Set up a virtual environment (for example, `python -m venv .venv && source .venv/bin/activate`),
then install the project in editable mode with its development extras:

```bash
pip install -e '.[dev]'
```

> [!NOTE]
> The `tools` namespace is provided by the separate [`disco-tools`](https://pypi.org/project/disco-tools/)
> dependency. After installing it for the first time you must deactivate and reactivate your
> environment (e.g., `deactivate` followed by `source .venv/bin/activate`) so that `pytest` can
> discover the package properly.

Once the environment is ready, run the unit tests with:

```bash
pytest
```

---

## License

This project is licensed under the Apache License, Version 2.0.
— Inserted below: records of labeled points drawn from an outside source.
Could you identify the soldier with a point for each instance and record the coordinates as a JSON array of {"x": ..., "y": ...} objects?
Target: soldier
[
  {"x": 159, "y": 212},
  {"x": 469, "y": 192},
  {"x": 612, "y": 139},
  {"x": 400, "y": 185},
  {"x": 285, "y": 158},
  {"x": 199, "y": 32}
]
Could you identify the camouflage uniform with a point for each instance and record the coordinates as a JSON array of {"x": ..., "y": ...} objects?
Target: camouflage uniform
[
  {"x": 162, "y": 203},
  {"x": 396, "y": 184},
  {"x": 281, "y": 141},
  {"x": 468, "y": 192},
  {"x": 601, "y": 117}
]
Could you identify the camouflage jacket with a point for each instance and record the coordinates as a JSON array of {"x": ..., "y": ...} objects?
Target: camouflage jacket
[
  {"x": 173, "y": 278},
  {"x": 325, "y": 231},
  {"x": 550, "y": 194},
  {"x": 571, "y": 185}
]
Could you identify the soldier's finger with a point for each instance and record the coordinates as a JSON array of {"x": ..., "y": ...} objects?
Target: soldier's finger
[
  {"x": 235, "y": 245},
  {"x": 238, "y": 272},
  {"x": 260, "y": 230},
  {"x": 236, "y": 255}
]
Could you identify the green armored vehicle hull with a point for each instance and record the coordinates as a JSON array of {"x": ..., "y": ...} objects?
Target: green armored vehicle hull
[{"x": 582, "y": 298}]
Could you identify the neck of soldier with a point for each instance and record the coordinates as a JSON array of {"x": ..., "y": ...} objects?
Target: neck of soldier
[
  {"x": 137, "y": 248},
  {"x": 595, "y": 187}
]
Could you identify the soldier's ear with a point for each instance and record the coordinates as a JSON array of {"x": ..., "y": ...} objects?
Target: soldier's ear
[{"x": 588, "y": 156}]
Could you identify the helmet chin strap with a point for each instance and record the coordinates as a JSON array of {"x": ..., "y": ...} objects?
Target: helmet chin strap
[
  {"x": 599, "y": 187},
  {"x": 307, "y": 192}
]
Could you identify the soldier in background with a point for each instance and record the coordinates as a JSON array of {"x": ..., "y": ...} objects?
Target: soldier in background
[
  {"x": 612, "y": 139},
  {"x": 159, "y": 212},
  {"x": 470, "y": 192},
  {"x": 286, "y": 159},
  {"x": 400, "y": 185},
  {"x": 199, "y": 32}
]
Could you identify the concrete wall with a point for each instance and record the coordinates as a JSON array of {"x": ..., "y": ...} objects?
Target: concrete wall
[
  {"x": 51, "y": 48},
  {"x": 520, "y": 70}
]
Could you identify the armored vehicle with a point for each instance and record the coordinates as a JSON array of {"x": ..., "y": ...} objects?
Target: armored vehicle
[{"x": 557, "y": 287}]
You are free to use, modify, and distribute this software, including
for commercial purposes, subject to the terms of the license.

### Contributions

By contributing to this project, you agree that your contributions
will be licensed under the Apache License 2.0 and that you have the
right to submit the work under those terms.

This project uses a Contributor License Agreement (CLA) to ensure
clarity of intellectual property and patent rights.